Что-то произошло, что было чрезмерно даже для такого сильного и гармоничного народа, как французы. Слишком много было жертв, слишком много было пролито крови, своей и чужой. И все громкие слова, которые сказаны были, не только для обмана, но и чистосердечно также, все обманули, все оказались мусором, нет больше правды; драгоценнейший дар, человеческое слово стало фальшивой стертою монетой. Никто нигде не сможет сейчас найти в себе такое слово, которое было бы благовестом.
Я прошел всю линию бульваров, томясь и скучая и не чувствуя себя связанным с кем либо, или с чем либо. Я сел в трамвай и доехал до высокого Монмартра. Я около базилики Сакре-Кёр. Высокий белый сон. Почти наш, почти Византийский. Могучий колокол, хоть несравнимый с московским царь-колоколом, но самый большой колокол Франции. Хорошо, что он на самой высокой точке Парижа.
Вот он весь отсюда виден, могучий несравненный город, со своим величием, которое дорого не одним французам, со своим прошлым, которое свидетельствует о неукротимости человеческого духа, со своим очарованием неуловимым, которое притягивает одинаково русского и норвежца, негра и китайца, сиамца и калмыка. И со своей нищетой, которую легче сносить в этом городе, чем в другом. И со своими огнями, вспыхнувшими там, и там, и там, далеко внизу, в безмерном человеческом муравейнике, где так же мало правды и справедливости в участях, как в любом людском муравейнике, но где отдельный смелый дух мыслит, горит, терзается, хочет и достигает.
Воробьеныш
Говорят, что все познается по сравнению. Неверно это говорят. Потому что, когда мы любим в первый раз, мы любим без сравнения, и нет у нас тогда для сравнения никакой еще основы. А первая любовь бывает всегда лучшая, и мы познаем ее, как лучшее, что может быть даровано и суждено человеку.
А когда пройдет целая жизнь и много у нас в руках всяких сравнений, – больше, чем хотелось бы иметь и знать, – мы, пробегая духовным нашим оглядом всю многоликость нашего опыта, все безмерное разнообразие виденного, видим и знаем, что да, мы были правы тогда, в нашем детстве или в нашей юности, решив, что наша первая любовь – лучшее, что может случиться.
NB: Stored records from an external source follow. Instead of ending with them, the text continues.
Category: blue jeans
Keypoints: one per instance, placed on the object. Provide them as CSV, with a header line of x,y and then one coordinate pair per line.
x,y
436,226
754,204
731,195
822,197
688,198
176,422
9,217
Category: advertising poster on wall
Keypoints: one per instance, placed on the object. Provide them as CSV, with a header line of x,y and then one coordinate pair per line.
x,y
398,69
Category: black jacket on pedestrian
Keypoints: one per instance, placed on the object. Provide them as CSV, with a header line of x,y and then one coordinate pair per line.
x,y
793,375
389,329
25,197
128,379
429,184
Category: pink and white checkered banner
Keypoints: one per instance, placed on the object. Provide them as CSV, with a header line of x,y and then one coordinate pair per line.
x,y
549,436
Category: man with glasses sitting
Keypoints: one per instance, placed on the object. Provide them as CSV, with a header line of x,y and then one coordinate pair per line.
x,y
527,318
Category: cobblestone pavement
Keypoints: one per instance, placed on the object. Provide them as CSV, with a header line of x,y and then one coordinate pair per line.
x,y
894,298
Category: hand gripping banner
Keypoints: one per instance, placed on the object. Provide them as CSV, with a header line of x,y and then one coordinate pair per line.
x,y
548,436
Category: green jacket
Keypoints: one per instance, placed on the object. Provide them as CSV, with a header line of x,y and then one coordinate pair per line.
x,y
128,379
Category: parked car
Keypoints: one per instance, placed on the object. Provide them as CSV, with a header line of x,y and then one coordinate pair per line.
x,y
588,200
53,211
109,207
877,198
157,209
Первая любовь не непременно желанное лицо любимой, совсем не непременно девушка. Моя первая любовь – деревня, усадьба, где я родился и вырос. Моя первая любовь – насыщенное Солнцем, весеннее утро, и я сам, лет четырех, сидящий на родном балконе и любующийся душистыми большими кустами лиловой и белой сирени, вкруг которых вьются безмолвные бабочки, желтые, белые и красноватые, и реют и мелькают с непрерывным звоном пчелы, такие мохнатые и добрые, злые красивые осы с тонкими талиями, огромные полосатые шмели, которые совершенно торжественны, и пестрые мухи, непохожие на тех, что звенят о стекла окон в доме.
Первый час моего сознания, долгий час, в одно слиявший мое утро, мое детство, с Солнцем, с весной, с цветами, с деревьями, с золотисто-голубым воздухом, с мелькающими веселыми живыми существами, которым хорошо и которых никто не трогает, – вот моя первая любовь.
Она менялась, любовь, многократно и много-разно, в нее входило все больше ликов и все больше сложности, но она не изменялась, любовь, ибо любовь измениться не может по существу своему. Она меняет только свою степень и свои одежды. Любовь первая есть и последняя. Любовь одна.
Сидя у своего парижского окна, я смотрю на серые стены домов, только что омывшихся дождем, вспоминаю великолепный стих где-то потерявшегося в пространстве моего друга Максимилиана Волошина:
«В дождь Париж расцветает, как серая роза», – и, видя, что небо много выше крыш и что оно, как в детстве моем, такое же голубое и неувядаемо-красивое, я тихонько думаю, что, пожалуй, душа моя всю жизнь питалась и сейчас насыщается тем первым утром, той первой любовью, – выросшей из этого бессмертного утра способностью любить мир и живые существа и знать, как это в свой час узнал Магомет, что любоваться красотой – творить Дело Божие.